Democrats Present Damning Info On Jim Jordan’s FBI ‘Whistleblowers’

Jordan's subcommittee interviewed FBI agents who espoused conspiracy theories and received cash payments from a Donald Trump associate.
LOADINGERROR LOADING

WASHINGTON — Since last year, Rep. Jim Jordan (R-Ohio) has spoken of the dozens of FBI agents who’d come to House Republicans complaining about an epic betrayal by their leaders in favor of the woke establishment.

Now Jordan chairs a new subcommittee created specifically to showcase those grievances — but it’s not clear they’ll live up to the hype.

In an effort to undercut Jordan, Democrats on the “Weaponization of Government” subcommittee released their own summary and partial transcripts of the committee’s first interviews with three former FBI agents, and the material is embarrassing.

Two of the three agents have embraced a discredited conspiracy theory that the FBI instigated the Jan. 6, 2021, attack on the U.S. Capitol. Two of the three recently received cash payments and other help from a Donald Trump loyalist who used to work for the Trump administration. One of them wouldn’t even explain what he’d done to get suspended by the FBI.

And according to Democrats — who released the material because they claimed Republicans were leaking it first — none of the supposed whistleblowers meets the legal definition of a whistleblower.

“These individuals, who put forward a wide range of conspiracy theories, did not present actual evidence of any wrongdoing at the Department of Justice or the Federal Bureau of Investigation,” Reps. Jerry Nadler (D-N.Y.) and Stacy Plaskett (D-V.I.), the top Democrats on the House Judiciary Committee and its weaponization subcommittee, wrote in their 315-page report.

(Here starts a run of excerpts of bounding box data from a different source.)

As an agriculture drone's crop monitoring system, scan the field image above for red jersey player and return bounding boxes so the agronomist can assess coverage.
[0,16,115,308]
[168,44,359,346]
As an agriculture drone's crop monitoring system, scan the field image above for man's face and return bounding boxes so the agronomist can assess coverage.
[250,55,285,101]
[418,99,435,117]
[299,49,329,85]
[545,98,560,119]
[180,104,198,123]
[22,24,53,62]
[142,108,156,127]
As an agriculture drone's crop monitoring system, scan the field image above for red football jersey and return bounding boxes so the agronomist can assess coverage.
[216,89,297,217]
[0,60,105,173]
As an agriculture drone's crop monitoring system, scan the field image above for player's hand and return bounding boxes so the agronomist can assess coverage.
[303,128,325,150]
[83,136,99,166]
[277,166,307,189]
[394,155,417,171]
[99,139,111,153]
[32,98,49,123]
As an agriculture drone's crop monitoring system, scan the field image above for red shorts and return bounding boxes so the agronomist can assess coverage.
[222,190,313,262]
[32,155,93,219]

Jordan’s spokesman said it’s “beyond disappointing, but sadly not surprising, that Democrats would leak cherry-picked excerpts of testimony to attack the brave whistleblowers who risked their careers to speak out on abuses at the Justice Department and FBI.”

One of the FBI agents who sat for a closed-door interview with the committee last month is Stephen Friend, who had previously told his story to Senate Republicans. According to Friend’s own version of events, he got suspended after he simply refused to work on any cases related to the Capitol riot.

Friend thought some of the people who stormed the Capitol weren’t guilty and wouldn’t get a fair trial in Washington. He also objected to how the FBI’s Washington field office assigned Jan. 6 cases to regional offices and claimed the FBI improperly deployed tactical teams against rioters.

But according to the partial transcript of his committee interview, Friend essentially admitted last month that SWAT raids were warranted against the potentially armed suspects in question.

“The individuals that you expressed concern about for [a SWAT raid last year], were you aware of any factors that would counsel in favor of a SWAT team?” the committee asked.

“I think being a gun owner meets that matrix, and those individuals were,” Friend said.

Democrats’ report also reveals that Friend’s complaint about case assignments had been investigated by the Justice Department’s inspector general and its Office of the General Counsel, and both found it meritless.

The document highlights the fact that Friend and George Hill, another FBI agent who talked to the committee, have suggested in public statements that a man named Ray Epps helped instigate the attack on the Capitol as an undercover FBI agent.

“Happy Anniversary Ray Epps, from your friends in The Deep State,” Hill wrote in a Jan. 6, 2023, tweet that has since been deleted. “Job well done!”

The theory is based almost entirely on video snippets showing Epps talking about going inside the Capitol and saying something to a man who then fought police. It’s thin evidence for an extraordinary claim to begin with, but Epps, a roofing contractor and Trump supporter in Arizona, repeatedly told investigators last year, under penalty of perjury, that he wasn’t acting as an FBI informant or under the direction of any law enforcement agency.

Democrats said another suspended FBI agent, Garrett O’Boyle, wouldn’t tell them why he’d been suspended, except to say his suspension notice claimed “an unidentified person … made an allegation that [he] had been making unprotected disclosures to the media.” Democrats’ report says O’Boyle did share more than 50 documents with the committee’s Republicans, however.

Since getting suspended and sharing their stories with Republicans, both O’Boyle and Friend told the committee they received cash payments from Kash Patel, a former Trump administration official who now operates as a Republican fundraiser. Friend said Patel also hooked him up with a new job at the Center for Renewing America, a nonprofit helmed by former Trump budget director Russell Vought.

The Democrats wrote that “there is a strong likelihood that Kash Patel is encouraging the witnesses to continue pursuing their meritless claims, and in fact is using them to help propel his vendetta against the FBI, Justice Department, and Biden administration on behalf of himself and President Trump.”

In a series of public Twitter messages on Friday, Friend seemingly welcomed scrutiny of his case.

“The best thing the FBI, House Democrats, DOJ Inspector General, DOJ Special Counsel, and American media can do is investigate the veracity of my declaration,” he wrote.

HuffPost asked Friend if the DOJ’s inspector general and special counsel hadn’t already investigated his claims, but he didn’t respond.